The sense of dread over each choice is diminished, however, by the simple fact that playthroughs don’t last very long, about half an hour if you make it to the final few turns. So if your chances of survival are starting to look slim, don’t worry—in a couple of turns, you will be able to make a fresh start with a new set of events.
On a visual level, the game doesn’t have a whole lot of character to show off. The faces of the astronauts all look, for the most part, relatively interchangeable. Apart from a limited number of facial expressions that accompany some actions, they remain lifeless, which may seem appropriate considering how they are the equivalent of board game pieces. The interior design of the ship boasts slightly more detail. The developers were inspired by sci-fi television off the seventies, and it shows through the vessel’s simple, colorful rooms. Other extra little touches enhance the atmosphere, such as the blood-drenched dice that appear for a character if they have turned over to the dark side of eating human flesh for sustenance.
It’s unavoidable that a game built around rolling dice will have a lot to do with chance, and this is where Tharsis falters. Space certainly is a frustrating place. No matter how much strategy you apply to the gameplay, you will always end up having to rely significantly on pure luck. You can help yourself out with the well-thought-out delegation of tasks, but all the organization skills in the world aren’t going to help you if Lady Luck isn’t on your side. The game’s astronauts are always a few dud rolls away from unsalvageable disaster.

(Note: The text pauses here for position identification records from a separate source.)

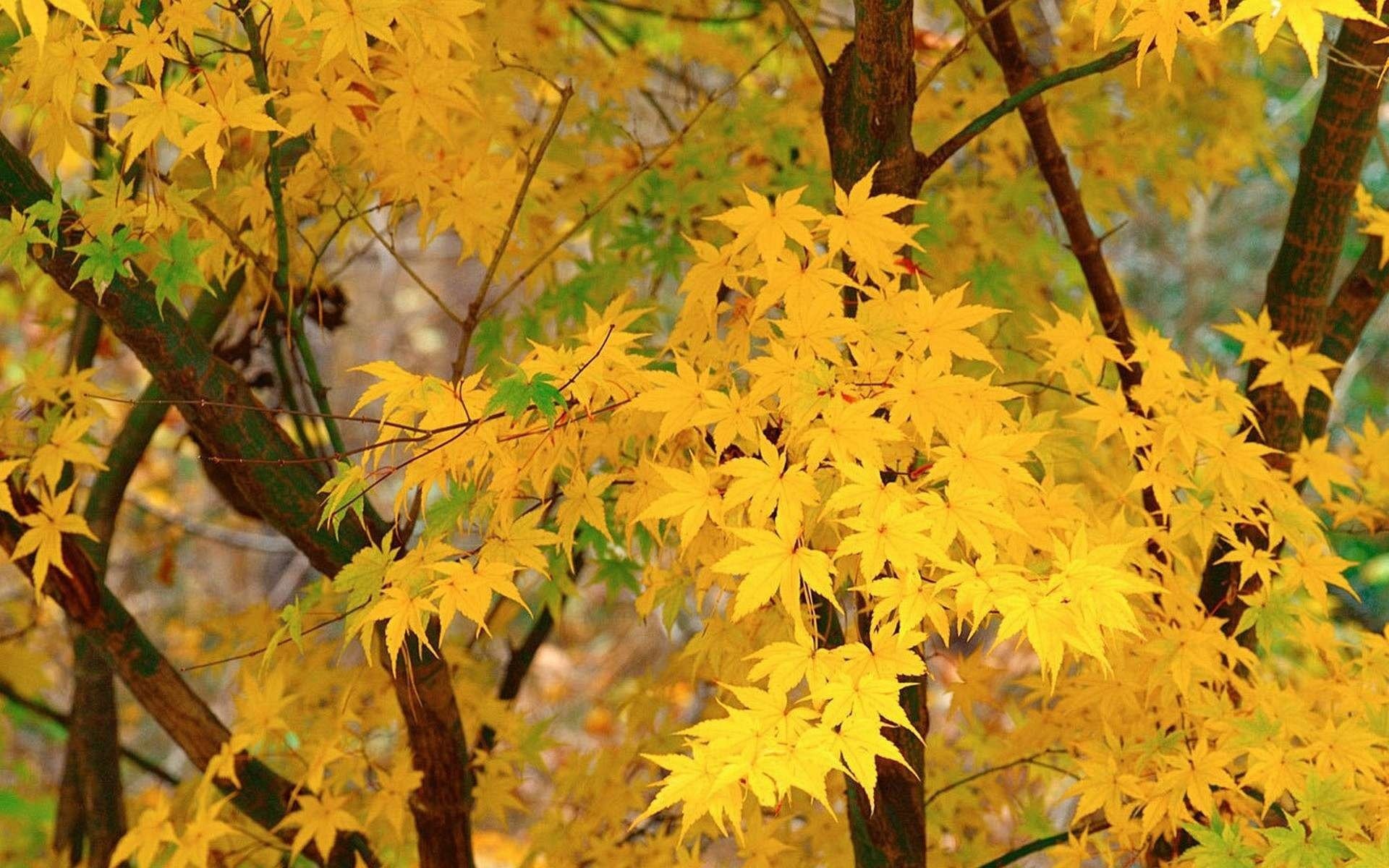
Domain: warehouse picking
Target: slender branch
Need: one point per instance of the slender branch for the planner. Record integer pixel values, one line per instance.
(415, 276)
(220, 661)
(984, 773)
(131, 441)
(798, 24)
(1348, 314)
(470, 323)
(603, 203)
(63, 720)
(978, 25)
(952, 146)
(1085, 246)
(274, 185)
(263, 795)
(1043, 843)
(678, 16)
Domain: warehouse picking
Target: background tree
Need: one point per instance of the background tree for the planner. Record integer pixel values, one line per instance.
(768, 365)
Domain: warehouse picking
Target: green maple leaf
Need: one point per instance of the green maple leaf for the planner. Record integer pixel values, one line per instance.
(1220, 846)
(49, 211)
(178, 270)
(1294, 848)
(106, 258)
(516, 395)
(17, 235)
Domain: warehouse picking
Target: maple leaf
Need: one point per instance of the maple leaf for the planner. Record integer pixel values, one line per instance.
(146, 45)
(867, 232)
(392, 796)
(1220, 846)
(217, 116)
(318, 820)
(849, 433)
(148, 836)
(694, 499)
(1160, 24)
(106, 258)
(66, 445)
(467, 590)
(771, 564)
(770, 484)
(178, 270)
(1304, 17)
(153, 113)
(1320, 467)
(347, 25)
(1257, 336)
(43, 539)
(403, 613)
(940, 326)
(1298, 370)
(765, 224)
(896, 535)
(860, 742)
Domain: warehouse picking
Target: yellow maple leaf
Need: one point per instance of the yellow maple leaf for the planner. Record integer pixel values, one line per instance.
(467, 590)
(403, 613)
(43, 539)
(774, 563)
(1304, 17)
(867, 232)
(860, 742)
(694, 498)
(765, 224)
(1298, 370)
(318, 820)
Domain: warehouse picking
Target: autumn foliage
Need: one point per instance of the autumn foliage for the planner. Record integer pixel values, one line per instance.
(794, 341)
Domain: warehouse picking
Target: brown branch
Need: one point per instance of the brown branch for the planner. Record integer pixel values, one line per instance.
(798, 24)
(1084, 243)
(48, 712)
(286, 496)
(263, 795)
(1349, 312)
(1302, 273)
(579, 226)
(470, 321)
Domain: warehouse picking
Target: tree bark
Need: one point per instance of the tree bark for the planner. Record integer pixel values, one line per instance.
(867, 119)
(263, 795)
(266, 464)
(1301, 277)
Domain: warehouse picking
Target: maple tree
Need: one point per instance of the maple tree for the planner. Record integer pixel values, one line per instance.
(797, 338)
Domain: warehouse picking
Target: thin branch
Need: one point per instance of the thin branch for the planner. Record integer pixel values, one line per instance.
(226, 537)
(470, 323)
(1028, 760)
(220, 661)
(678, 16)
(952, 146)
(169, 401)
(1085, 246)
(1043, 843)
(817, 60)
(61, 720)
(646, 166)
(977, 27)
(415, 276)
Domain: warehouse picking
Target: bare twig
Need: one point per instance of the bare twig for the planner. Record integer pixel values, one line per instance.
(646, 166)
(817, 60)
(61, 720)
(470, 323)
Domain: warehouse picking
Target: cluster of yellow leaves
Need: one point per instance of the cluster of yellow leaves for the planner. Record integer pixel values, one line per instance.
(792, 459)
(1163, 22)
(791, 456)
(38, 460)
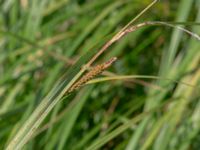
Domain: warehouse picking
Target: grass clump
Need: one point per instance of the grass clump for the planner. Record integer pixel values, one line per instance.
(48, 51)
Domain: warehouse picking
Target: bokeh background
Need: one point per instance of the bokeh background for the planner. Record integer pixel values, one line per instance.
(40, 40)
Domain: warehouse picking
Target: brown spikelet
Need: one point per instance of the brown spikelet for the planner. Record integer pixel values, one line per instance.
(91, 74)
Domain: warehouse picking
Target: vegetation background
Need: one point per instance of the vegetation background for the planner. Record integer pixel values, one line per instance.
(40, 40)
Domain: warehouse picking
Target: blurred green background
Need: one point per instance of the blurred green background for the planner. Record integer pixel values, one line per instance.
(40, 40)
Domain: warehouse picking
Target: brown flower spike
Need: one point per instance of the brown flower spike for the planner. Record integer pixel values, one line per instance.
(91, 74)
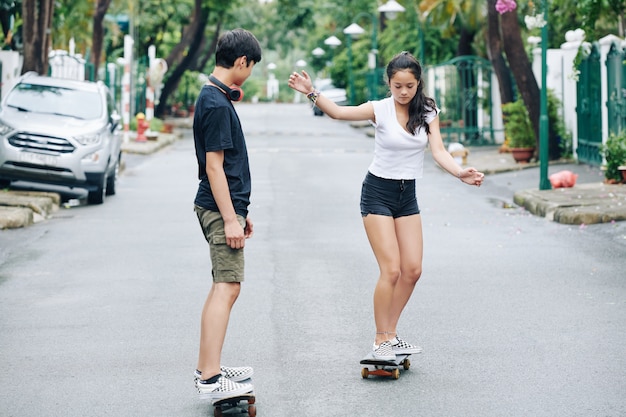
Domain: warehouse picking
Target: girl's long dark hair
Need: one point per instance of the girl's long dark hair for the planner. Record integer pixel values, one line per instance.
(420, 105)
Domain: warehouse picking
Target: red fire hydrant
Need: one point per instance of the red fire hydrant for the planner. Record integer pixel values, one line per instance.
(142, 126)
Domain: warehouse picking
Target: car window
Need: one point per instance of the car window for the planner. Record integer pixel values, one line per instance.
(56, 100)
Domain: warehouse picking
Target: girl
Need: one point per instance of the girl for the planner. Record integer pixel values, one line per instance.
(405, 124)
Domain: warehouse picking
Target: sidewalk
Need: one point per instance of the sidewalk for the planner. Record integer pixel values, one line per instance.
(585, 203)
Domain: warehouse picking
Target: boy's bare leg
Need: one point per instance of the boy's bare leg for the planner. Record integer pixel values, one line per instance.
(213, 325)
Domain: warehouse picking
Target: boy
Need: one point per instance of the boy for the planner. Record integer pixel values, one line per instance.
(221, 205)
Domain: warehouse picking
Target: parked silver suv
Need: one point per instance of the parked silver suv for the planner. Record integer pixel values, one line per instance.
(60, 131)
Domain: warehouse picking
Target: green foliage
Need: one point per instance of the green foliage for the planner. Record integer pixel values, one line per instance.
(517, 126)
(614, 151)
(156, 125)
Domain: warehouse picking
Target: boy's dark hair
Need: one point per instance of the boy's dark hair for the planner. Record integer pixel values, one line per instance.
(420, 105)
(234, 44)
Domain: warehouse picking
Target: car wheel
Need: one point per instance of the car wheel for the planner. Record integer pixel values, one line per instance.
(112, 179)
(97, 196)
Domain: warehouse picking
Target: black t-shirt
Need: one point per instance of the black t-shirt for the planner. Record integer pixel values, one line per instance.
(216, 127)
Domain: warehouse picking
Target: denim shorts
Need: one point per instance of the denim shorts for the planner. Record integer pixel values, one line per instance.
(227, 263)
(386, 197)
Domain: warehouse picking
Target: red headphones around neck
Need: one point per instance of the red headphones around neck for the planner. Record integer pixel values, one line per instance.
(233, 93)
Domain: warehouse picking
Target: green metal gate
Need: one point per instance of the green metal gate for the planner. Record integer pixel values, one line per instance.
(462, 90)
(616, 89)
(588, 109)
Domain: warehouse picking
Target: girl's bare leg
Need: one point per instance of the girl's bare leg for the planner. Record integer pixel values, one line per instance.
(409, 239)
(381, 233)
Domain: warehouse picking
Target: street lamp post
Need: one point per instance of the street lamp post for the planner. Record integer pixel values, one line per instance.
(544, 183)
(392, 8)
(350, 31)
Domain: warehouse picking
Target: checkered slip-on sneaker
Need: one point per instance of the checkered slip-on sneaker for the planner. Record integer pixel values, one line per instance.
(237, 374)
(400, 346)
(383, 352)
(222, 388)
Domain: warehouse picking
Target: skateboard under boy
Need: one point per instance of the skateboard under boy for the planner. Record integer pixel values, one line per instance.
(384, 367)
(243, 403)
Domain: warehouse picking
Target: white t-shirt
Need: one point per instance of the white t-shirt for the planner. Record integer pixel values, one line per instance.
(398, 154)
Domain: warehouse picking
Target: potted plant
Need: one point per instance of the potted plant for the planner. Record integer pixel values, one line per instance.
(614, 152)
(518, 130)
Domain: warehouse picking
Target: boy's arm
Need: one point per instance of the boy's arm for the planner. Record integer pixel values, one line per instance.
(235, 237)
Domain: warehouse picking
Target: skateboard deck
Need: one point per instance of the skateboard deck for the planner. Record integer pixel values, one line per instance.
(384, 368)
(239, 404)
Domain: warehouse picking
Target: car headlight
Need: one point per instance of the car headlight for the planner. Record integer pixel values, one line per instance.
(86, 140)
(5, 129)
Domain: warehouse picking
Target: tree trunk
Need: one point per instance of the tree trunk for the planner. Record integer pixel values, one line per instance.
(37, 21)
(521, 68)
(193, 37)
(494, 50)
(98, 33)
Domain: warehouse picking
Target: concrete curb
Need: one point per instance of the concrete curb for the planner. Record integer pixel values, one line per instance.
(581, 204)
(23, 208)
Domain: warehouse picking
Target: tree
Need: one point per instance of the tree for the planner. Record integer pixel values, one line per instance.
(495, 53)
(97, 39)
(37, 18)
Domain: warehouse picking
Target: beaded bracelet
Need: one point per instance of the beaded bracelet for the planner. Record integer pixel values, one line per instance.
(313, 95)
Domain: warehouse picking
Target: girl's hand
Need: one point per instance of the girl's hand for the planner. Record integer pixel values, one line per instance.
(471, 177)
(248, 231)
(300, 82)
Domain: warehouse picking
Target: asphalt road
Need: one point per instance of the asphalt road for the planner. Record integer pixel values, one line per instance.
(517, 315)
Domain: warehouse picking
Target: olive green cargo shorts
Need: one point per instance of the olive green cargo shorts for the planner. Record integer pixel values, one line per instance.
(227, 263)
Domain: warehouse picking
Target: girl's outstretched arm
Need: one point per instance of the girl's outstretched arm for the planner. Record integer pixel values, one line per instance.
(303, 84)
(469, 175)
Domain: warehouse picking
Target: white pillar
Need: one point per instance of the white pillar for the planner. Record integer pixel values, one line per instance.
(128, 59)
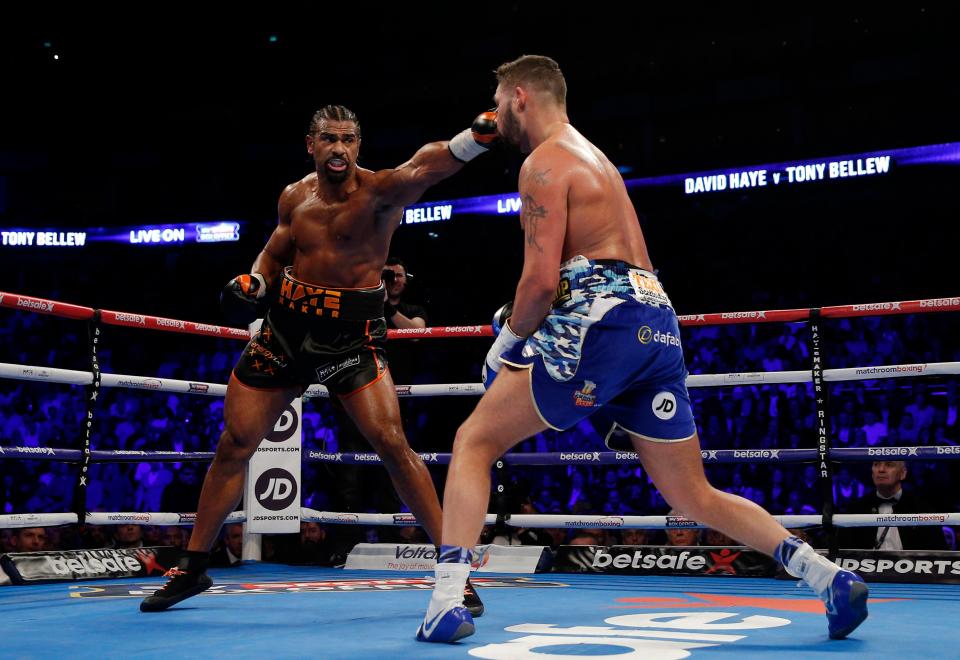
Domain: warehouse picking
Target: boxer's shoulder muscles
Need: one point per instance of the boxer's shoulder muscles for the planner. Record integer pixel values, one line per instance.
(544, 187)
(405, 184)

On the one hand, this is a great representation of the dangerously precarious situation you may well find yourself in if you actually were on a failing space shuttle stuck in the dark reaches of space. On the other hand, judging it as a game, it is incredibly maddening. Yes, the game is very difficult, and you will fail many, many times before eventually getting to Mars, but a lot of those failures won’t feel like your fault at all, and neither will some of the successes. When I did manage to beat the game, I felt it was more down to a few good early rolls rather that any noticeable changes to my strategy.
The predominant luck factor of the gameplay can lead to some punishingly unfair outcomes and might be too unforgiving for a lot of players. That said, Tharsis just about manages to get by on its pure addictiveness. Each round’s short length makes the game designed to be played over and over, so there is always the temptation of having just one more game. Some rounds may be complete wipeouts, but those just make you even more determined to try again. The quick rinse and repeat nature makes it very easy to keep going and going, encouraging you to be always developing and trying out new tactics. I found the game to be consistently infuriating to say the least, but, like a bad gambling addiction, I felt compelled to continue in the hope that the next roll of the dice would be in my favor.
Overall, while I did somewhat enjoy my time with Tharsis, the game is too short on content and too reliant on chance to make it worth an enthusiastic recommendation. If you are a fan of tabletops and don’t mind the component of chance in such creations, then there are a few hours of enjoyment to be squeezed out of Tharsis, and it’s the type of game that you can easily drop into for a quick round or two between playthroughs of larger epics.
This review is based on the PC version, which was provided to us.
Its simple rules coupled with the brief length of its rounds make Tharsis very easy to pick up and get addicted to...for a few hours. Unfortunately, so much of its gameplay is reliant on luck, which can make for an incredibly frustrating and unforgiving experience.